In theory, at least, this is fun. With moments such as these, and with the franchise being taken over, at least briefly, by Fast & Furious director Justin Lin, there’s been some questioning as to whether or not this is even a “real” Star Trek movie. As someone who’s never seen any of the original movies, nor any of the numerous TV shows, and is obviously not entrenched or attached to the fandom of Star Trek, I can’t say one way or another. However, Star Trek Beyond definitely is a movie that fully embraces the newer cinematic tendencies set in place by Abrams — meaning more action and a plot that, once it kicks in, never sits still.
So, while Lin’s film is more lighthearted than Abrams’ takes on the property, it’s still an occasionally exhausting and often incomprehensible sci-fi action picture. Lin, whose Fast & Furious entries thrive on the same theory of far-fetchedness and nonsense, is a logical choice for an undertaking of this sort. But there are flaws within the foundation Abrams put in place, issues that this new film simply can’t overcome. Namely, the film has no iconography of its own, instead leaning heavily on nostalgia. I know who Captain Kirk (Chris Pine), Spock (Zachary Quinto) and company are because they’ve been entrenched in pop culture for decades now. Because of this, the film sees no reason to build on these characters within this specific film. What’s used as excuses for characterization are sketched in (Kirk’s daddy issues and general ennui, Spock’s grappling with his own mortality) and simply generalized, existing within the screenplay as little more than window dressing or things to mark off a checklist.
This is to be expected, of course, since Beyond exists solely as a summer blockbuster spectacle. Lin and company have removed the crew from their starship, the Enterprise, and placed them on a rugged planet controlled by the warlord Krall (Idris Elba in ten pounds of makeup), who’s bent on destroying the Federation. As the film’s big set pieces roll out, some work better than others. Kirk riding around on a motorcycle is pretty goofy, though the bits set inside the wrecked Enterprise, which play around with physical space and angles, work better conceptually (the film obviously works best when practical effects are in use).
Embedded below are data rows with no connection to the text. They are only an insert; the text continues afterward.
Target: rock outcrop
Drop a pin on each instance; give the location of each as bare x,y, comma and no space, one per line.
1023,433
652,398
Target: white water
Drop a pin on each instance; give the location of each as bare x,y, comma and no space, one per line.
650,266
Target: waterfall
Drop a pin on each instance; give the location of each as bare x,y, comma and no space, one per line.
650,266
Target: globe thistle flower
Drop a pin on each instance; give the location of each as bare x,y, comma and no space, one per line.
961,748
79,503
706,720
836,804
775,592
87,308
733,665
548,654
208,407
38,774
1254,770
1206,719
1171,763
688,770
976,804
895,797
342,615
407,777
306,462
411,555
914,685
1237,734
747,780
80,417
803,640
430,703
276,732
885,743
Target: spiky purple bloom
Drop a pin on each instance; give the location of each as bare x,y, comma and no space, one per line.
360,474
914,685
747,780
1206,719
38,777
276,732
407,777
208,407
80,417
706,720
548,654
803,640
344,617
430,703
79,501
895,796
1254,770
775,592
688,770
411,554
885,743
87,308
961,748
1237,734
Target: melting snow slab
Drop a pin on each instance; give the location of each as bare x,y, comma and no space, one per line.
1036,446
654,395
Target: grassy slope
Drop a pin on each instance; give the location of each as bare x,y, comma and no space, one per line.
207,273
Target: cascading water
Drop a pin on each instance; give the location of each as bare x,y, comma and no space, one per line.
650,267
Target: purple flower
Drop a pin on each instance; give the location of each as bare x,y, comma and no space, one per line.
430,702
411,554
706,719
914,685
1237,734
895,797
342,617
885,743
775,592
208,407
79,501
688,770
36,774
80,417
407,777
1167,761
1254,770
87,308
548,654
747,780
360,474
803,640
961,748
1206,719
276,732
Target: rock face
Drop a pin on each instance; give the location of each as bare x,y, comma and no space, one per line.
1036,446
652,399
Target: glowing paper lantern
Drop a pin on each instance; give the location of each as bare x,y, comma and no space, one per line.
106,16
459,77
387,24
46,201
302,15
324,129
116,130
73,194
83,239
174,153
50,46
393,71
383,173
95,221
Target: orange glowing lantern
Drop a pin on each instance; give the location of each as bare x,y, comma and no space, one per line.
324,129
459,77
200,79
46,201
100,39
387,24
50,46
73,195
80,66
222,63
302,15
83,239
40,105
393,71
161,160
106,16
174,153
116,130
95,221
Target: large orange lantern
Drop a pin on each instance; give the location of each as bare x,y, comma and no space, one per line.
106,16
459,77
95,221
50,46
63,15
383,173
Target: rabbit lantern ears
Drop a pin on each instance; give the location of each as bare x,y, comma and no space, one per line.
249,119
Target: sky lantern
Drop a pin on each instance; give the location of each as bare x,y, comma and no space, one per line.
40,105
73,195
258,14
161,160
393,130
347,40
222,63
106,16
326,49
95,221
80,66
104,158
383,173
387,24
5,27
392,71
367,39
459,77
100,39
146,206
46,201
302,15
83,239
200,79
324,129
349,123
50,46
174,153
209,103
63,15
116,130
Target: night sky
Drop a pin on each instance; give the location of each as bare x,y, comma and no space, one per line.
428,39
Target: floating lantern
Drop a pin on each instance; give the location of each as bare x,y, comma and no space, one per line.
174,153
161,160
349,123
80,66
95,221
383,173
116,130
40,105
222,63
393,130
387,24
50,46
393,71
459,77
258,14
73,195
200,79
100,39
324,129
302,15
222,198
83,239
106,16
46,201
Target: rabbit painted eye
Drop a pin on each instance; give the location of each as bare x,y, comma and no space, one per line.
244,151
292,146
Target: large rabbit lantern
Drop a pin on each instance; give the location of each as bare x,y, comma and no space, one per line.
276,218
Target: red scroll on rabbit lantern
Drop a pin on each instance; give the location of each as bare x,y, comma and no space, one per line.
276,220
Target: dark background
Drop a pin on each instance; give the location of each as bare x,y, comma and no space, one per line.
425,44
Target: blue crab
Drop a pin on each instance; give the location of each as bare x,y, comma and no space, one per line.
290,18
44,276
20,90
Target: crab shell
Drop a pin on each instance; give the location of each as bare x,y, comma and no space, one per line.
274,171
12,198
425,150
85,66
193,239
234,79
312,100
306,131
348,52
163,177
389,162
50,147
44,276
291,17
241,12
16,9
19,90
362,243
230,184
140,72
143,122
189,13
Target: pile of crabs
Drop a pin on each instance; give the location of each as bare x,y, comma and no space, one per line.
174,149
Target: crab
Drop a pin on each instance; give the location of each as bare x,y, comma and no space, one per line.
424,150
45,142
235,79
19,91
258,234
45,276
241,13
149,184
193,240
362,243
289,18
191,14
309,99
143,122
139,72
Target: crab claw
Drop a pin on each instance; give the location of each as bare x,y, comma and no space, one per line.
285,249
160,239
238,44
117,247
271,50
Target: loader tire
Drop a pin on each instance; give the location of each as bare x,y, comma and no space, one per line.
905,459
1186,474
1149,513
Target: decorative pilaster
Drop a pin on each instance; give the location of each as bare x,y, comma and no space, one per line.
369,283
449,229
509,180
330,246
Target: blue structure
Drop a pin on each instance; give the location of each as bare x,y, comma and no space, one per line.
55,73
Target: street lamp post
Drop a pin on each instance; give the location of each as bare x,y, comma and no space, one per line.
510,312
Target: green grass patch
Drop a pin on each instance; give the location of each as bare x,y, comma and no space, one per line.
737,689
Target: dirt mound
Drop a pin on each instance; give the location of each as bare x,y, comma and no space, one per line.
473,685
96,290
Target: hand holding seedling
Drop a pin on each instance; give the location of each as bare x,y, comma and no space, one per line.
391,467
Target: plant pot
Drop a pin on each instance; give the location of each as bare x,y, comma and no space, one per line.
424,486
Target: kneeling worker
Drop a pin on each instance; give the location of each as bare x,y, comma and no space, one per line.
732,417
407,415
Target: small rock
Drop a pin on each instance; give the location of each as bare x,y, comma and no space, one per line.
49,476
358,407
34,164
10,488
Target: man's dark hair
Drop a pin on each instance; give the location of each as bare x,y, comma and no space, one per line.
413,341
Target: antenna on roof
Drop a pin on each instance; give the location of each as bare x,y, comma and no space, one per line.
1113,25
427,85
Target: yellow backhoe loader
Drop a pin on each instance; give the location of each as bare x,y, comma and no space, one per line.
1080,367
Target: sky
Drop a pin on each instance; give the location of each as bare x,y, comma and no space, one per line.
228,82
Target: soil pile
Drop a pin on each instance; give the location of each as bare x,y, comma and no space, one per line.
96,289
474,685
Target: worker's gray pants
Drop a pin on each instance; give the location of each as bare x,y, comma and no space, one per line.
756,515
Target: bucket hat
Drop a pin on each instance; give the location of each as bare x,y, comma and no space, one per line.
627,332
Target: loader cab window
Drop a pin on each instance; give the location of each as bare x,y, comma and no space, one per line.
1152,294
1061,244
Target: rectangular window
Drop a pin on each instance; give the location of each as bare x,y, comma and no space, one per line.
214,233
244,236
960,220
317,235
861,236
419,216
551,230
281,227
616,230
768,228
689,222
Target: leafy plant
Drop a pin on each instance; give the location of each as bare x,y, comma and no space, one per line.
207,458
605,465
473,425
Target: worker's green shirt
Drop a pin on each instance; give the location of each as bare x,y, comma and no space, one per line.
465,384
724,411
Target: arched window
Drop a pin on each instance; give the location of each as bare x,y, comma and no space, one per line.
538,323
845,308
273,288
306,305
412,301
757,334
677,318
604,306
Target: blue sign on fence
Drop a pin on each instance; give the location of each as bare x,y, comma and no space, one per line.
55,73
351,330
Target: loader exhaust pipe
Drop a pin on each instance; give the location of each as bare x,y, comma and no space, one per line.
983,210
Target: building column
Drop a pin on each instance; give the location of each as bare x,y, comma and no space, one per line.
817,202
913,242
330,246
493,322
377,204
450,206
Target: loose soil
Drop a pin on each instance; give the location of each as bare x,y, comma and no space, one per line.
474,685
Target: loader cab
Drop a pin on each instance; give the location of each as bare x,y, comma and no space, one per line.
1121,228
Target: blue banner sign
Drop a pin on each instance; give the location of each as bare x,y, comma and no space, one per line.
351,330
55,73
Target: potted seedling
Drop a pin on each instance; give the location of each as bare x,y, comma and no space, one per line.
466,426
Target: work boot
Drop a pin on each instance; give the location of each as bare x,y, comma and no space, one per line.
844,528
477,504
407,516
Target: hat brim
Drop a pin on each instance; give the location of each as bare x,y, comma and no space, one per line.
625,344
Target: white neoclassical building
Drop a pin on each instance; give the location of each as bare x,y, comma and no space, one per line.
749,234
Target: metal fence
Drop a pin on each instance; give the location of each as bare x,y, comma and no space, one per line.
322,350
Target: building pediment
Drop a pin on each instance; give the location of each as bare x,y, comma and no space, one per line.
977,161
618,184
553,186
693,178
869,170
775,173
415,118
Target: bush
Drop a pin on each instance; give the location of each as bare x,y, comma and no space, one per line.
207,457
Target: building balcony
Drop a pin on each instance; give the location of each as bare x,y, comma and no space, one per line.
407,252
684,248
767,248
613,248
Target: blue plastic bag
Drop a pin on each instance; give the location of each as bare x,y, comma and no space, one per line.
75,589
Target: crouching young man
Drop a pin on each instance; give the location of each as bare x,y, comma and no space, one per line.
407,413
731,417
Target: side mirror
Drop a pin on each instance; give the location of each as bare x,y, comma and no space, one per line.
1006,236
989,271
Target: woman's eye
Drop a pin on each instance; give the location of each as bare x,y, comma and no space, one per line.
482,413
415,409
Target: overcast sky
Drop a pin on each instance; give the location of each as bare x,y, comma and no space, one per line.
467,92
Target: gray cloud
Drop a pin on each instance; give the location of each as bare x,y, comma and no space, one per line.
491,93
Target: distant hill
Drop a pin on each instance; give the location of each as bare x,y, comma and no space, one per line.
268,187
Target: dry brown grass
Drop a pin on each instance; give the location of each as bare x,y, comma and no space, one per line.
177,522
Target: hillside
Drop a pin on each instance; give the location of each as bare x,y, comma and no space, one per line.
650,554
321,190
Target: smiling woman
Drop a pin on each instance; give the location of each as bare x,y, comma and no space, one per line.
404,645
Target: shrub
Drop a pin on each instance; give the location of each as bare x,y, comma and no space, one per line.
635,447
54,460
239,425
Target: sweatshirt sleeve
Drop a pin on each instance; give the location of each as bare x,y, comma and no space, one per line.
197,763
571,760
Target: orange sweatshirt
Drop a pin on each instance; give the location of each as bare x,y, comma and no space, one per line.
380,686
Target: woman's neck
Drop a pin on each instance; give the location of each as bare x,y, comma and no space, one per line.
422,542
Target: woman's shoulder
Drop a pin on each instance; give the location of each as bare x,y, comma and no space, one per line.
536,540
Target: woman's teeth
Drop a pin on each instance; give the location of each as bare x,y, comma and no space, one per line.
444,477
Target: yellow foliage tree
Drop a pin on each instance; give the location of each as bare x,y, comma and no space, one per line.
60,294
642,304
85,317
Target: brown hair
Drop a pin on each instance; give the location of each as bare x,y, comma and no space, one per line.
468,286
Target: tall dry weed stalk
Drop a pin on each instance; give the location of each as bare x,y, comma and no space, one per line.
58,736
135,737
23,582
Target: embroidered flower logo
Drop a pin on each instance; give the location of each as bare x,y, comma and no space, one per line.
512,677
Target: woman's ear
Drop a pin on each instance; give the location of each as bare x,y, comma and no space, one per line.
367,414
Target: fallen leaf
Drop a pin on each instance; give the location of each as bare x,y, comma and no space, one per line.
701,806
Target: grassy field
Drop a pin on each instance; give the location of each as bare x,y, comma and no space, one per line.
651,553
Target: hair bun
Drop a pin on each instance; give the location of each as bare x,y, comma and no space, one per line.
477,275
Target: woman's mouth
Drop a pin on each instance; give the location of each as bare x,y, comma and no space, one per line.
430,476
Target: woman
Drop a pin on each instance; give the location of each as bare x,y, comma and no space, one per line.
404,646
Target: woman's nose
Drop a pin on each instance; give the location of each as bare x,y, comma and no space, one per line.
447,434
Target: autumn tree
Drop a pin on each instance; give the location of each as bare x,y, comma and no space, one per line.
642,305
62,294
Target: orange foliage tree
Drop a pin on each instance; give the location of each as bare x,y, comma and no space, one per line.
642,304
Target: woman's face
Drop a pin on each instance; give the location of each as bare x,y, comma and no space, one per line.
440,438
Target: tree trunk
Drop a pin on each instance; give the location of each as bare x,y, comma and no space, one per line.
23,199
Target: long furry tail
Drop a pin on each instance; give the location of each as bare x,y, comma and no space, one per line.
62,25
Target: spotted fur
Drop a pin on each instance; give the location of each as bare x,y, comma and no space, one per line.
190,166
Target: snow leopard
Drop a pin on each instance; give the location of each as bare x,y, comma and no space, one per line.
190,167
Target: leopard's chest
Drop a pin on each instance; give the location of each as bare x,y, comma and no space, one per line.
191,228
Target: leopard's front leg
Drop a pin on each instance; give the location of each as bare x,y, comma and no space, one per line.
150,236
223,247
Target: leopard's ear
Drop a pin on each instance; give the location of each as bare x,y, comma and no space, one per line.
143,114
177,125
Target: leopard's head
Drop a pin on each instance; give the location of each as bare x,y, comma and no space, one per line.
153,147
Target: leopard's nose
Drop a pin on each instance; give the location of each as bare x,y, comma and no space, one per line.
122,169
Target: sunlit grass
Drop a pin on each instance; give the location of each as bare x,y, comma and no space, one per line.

However, it’s impossible to consistently tell what, exactly, is going on in any of these scenes. It’s just a mishmash of confusion and incoherency, a huge problem when these types of scenes are three-fourths of your film. It’s enough to make your eyes glaze over, though the mindlessness of Star Trek Beyond is at least playful. Despite the glossy sheen Lin puts on such an expensive movie, this is disposable entertainment and nothing else. Rated PG-13 for sequences of sci-fi action and violence.
Playing at Carmike 10, Carolina Cinemark, Epic of Hendersonville, Grail Moviehouse, Regal Biltmore Grande, UA Beaucatcher.